The AAPCAppE is a corpus of one million words of Appalachian speech, which will be available to the public in 2017.
Though often socially stigmatized, Appalachian English is historically central to the development of American English from its British origins, and this project will provide a resource unprecedented in scope and in public accessibility for cultural, historical, and linguistic research on the English of Appalachia.
The AAPCAppE is based on existing oral history projects housed at institutions around the Appalachian region; some of these have been vetted, transcribed, and organized by M. Montgomery (see AAPCAppE Interviews link above). The goals of this project included (a) digitizing the recordings, (b) time-aligning the digitized sound files with the transcripts, and (c) annotating the transcripts with detailed grammatical information, also known as “part-of-speech tagging” and “parsing.”
Digitizing the recordings have preserved this valuable cultural resource for future generations, and time-aligning the digitized recordings with the transcripts allows researchers to rapidly find desired parts of the speech signal by searching the transcribed text. The grammatical annotation allows in-depth analyses of particular constructions that are specific to Appalachian English, or typical of vernacular American English more generally, as well as comparisons of Appalachian English with other vernacular Englishes, and with earlier stages of the language.

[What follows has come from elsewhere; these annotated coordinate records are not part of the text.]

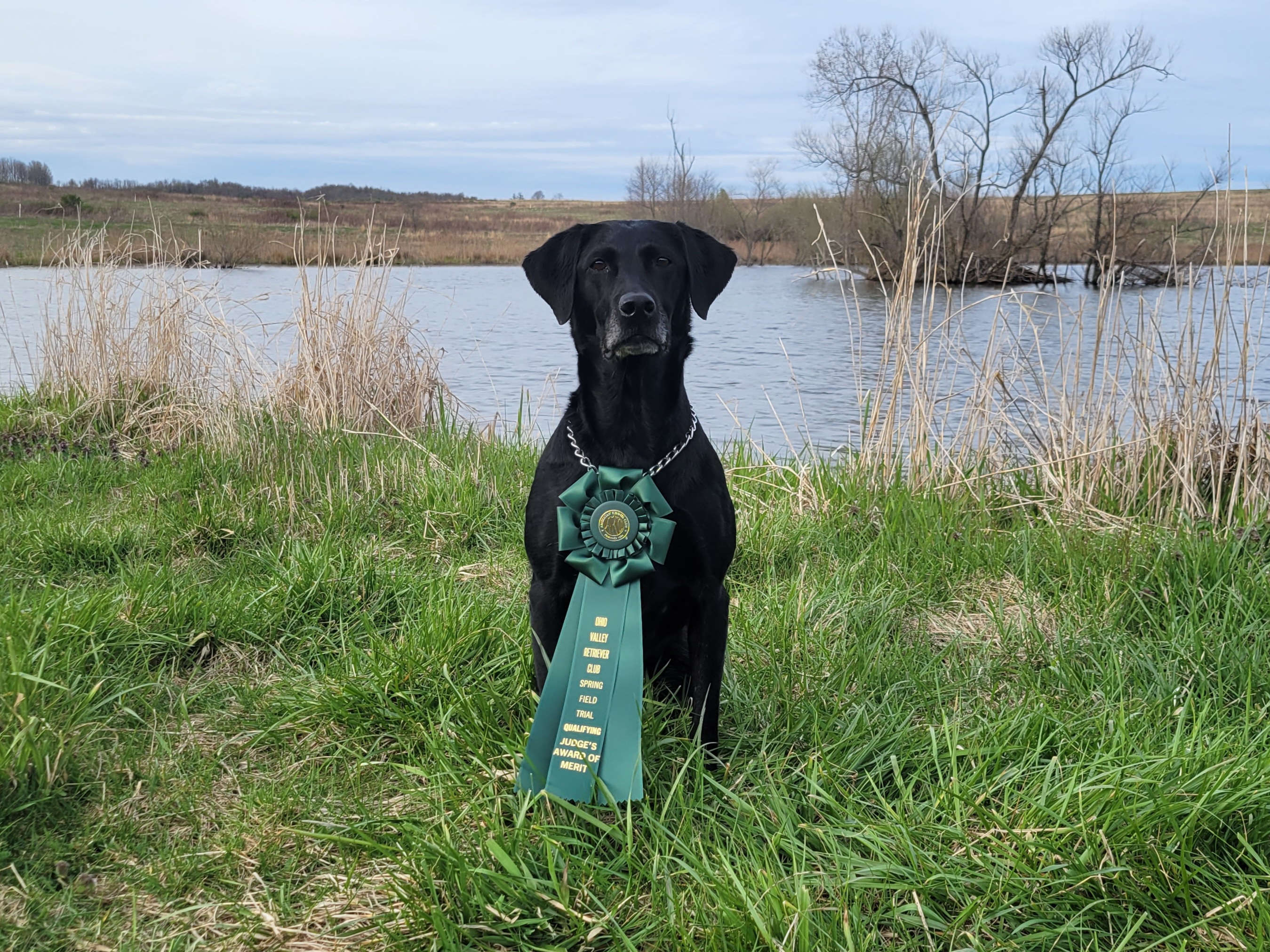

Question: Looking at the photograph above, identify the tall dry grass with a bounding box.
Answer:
[818,175,1270,523]
[37,227,262,443]
[272,214,449,433]
[34,212,451,444]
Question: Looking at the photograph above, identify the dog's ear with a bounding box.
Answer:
[676,221,736,320]
[521,225,589,324]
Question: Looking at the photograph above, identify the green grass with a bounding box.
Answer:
[0,413,1270,952]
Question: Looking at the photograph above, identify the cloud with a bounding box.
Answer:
[0,0,1270,198]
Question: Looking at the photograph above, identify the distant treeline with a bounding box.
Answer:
[0,165,474,202]
[0,159,53,185]
[66,179,471,202]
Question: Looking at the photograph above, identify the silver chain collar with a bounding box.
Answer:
[564,407,697,476]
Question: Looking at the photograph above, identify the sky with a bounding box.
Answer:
[0,0,1270,199]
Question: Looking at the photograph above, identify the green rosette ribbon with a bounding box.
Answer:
[516,466,674,803]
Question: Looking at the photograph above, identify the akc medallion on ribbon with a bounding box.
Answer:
[516,466,674,803]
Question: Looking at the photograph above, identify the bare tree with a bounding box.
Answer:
[626,158,667,218]
[626,113,719,230]
[0,159,53,185]
[1003,23,1171,256]
[796,24,1170,282]
[729,159,787,265]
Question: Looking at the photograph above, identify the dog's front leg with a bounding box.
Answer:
[688,584,728,759]
[529,575,573,694]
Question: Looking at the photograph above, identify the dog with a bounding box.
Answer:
[523,221,736,754]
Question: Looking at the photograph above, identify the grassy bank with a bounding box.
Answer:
[0,419,1270,950]
[0,184,1270,268]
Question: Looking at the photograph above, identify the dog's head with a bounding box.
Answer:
[523,221,736,360]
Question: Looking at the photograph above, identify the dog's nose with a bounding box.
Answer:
[617,292,656,317]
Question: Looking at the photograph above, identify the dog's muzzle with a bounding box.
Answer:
[605,292,671,360]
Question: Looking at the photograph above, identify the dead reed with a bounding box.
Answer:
[819,175,1270,523]
[272,213,449,434]
[34,208,449,444]
[36,226,260,443]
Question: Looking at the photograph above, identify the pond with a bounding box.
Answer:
[0,265,1270,451]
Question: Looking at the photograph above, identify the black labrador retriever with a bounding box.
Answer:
[523,221,736,753]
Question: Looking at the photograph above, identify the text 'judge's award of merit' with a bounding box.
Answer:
[517,466,674,803]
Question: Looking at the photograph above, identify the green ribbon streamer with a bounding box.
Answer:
[517,466,674,803]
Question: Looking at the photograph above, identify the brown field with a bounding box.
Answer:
[0,185,1270,267]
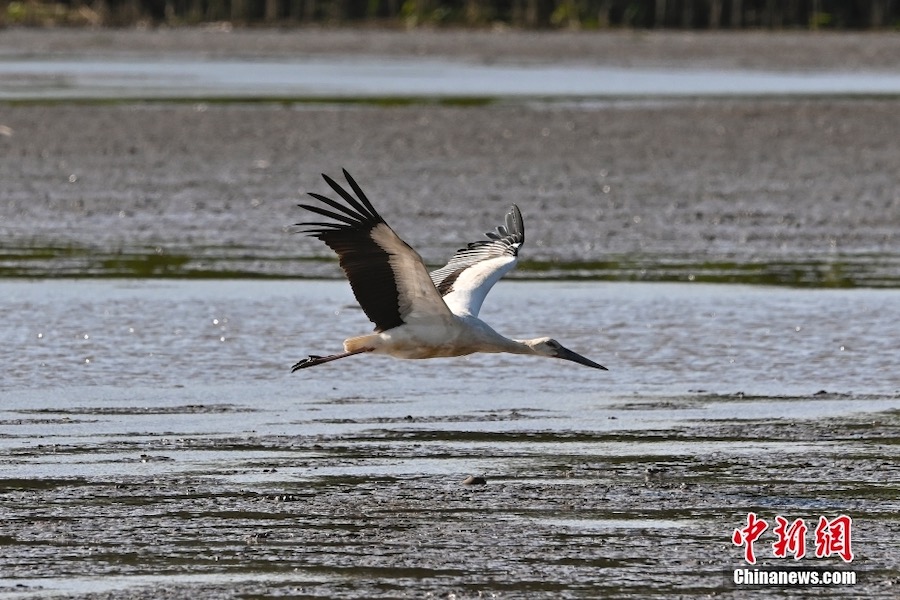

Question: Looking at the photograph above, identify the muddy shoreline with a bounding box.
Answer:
[0,30,900,600]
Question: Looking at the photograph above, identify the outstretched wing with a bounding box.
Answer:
[431,204,525,316]
[297,169,450,331]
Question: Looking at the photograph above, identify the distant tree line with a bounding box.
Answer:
[0,0,900,29]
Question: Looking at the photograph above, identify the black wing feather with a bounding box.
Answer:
[297,170,403,332]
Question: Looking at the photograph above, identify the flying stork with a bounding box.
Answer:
[291,169,606,372]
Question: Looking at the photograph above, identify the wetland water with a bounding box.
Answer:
[0,31,900,598]
[0,280,900,598]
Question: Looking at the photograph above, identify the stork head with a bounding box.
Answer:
[525,338,607,371]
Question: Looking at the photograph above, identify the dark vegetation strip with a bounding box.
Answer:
[7,0,900,30]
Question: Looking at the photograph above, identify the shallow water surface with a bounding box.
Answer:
[0,280,900,598]
[0,56,900,100]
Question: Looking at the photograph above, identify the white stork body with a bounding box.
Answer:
[292,170,605,371]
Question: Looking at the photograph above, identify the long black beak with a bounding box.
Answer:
[556,348,609,371]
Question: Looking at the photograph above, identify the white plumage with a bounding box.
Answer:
[292,170,605,371]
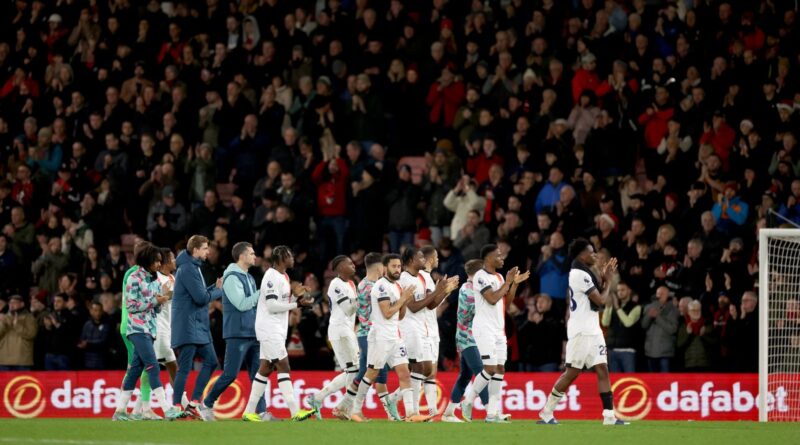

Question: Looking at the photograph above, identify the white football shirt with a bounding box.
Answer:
[256,268,292,341]
[328,277,358,330]
[369,277,408,340]
[397,271,430,337]
[156,272,175,336]
[472,269,506,335]
[567,267,603,339]
[419,270,444,340]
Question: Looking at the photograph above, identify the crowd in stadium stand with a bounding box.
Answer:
[0,0,800,372]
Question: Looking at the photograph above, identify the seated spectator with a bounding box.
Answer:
[642,286,678,372]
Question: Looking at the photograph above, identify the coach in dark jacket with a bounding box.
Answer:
[171,235,222,417]
[203,242,266,413]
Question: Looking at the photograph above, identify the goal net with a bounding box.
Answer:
[758,229,800,422]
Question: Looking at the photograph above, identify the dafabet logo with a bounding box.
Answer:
[3,375,45,419]
[611,377,653,420]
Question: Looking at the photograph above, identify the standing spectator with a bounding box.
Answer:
[602,281,642,372]
[677,300,717,372]
[312,155,350,262]
[642,286,678,372]
[444,175,486,235]
[0,295,37,371]
[170,235,222,418]
[386,164,422,252]
[78,301,112,370]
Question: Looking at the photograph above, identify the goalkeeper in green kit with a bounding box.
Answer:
[119,241,188,420]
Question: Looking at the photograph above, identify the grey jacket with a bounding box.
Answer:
[642,301,678,358]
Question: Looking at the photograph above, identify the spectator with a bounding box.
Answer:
[601,281,642,373]
[0,294,37,371]
[453,210,491,260]
[642,286,678,372]
[444,175,486,241]
[677,300,717,372]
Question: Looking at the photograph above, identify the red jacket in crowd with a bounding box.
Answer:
[639,108,675,149]
[311,158,350,216]
[700,122,736,168]
[426,81,466,127]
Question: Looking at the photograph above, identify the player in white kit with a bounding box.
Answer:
[399,247,458,416]
[242,246,314,422]
[306,255,358,419]
[538,238,627,425]
[350,254,427,422]
[461,244,530,423]
[153,248,178,378]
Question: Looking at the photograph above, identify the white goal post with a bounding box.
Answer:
[758,229,800,422]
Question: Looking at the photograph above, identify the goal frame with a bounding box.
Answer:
[758,229,800,422]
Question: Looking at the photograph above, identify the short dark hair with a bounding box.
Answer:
[420,245,436,258]
[186,235,208,255]
[464,260,483,276]
[270,246,292,264]
[231,241,253,262]
[331,255,350,271]
[136,243,161,269]
[569,238,591,259]
[401,246,418,266]
[381,253,402,266]
[364,252,382,268]
[481,244,497,260]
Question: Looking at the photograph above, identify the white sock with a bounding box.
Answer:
[464,371,492,405]
[154,386,169,413]
[425,379,439,416]
[486,374,503,417]
[181,391,189,408]
[278,372,300,417]
[117,391,133,413]
[444,402,458,416]
[352,377,372,413]
[378,391,394,420]
[313,372,347,403]
[244,373,269,414]
[400,388,416,417]
[543,388,564,413]
[411,372,425,414]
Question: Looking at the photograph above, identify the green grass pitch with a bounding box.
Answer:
[0,419,800,445]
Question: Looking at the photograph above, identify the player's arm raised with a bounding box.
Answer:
[505,270,531,305]
[481,267,519,304]
[587,258,617,307]
[426,275,458,309]
[378,286,414,320]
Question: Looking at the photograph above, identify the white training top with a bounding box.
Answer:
[419,270,444,340]
[328,277,358,331]
[472,269,506,335]
[256,268,292,341]
[397,271,430,337]
[368,277,408,340]
[567,267,603,339]
[156,272,175,338]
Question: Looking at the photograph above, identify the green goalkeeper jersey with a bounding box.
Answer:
[119,266,139,337]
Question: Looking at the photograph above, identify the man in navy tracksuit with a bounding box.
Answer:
[171,235,222,419]
[201,242,273,420]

Because the corpus is large, publicly available, and searchable online with standard, freely accessible, user-friendly computational tools, it will foster replicability, thereby contributing to increased empirical rigor in linguistic research. These same properties will also make it possible to use the corpus as a teaching tool at the primary and secondary education levels, as well as at college and graduate levels. On a more general level, this corpus will deepen our understanding of America’s linguistic heritage and promote a scientifically informed appreciation of regional language and culture.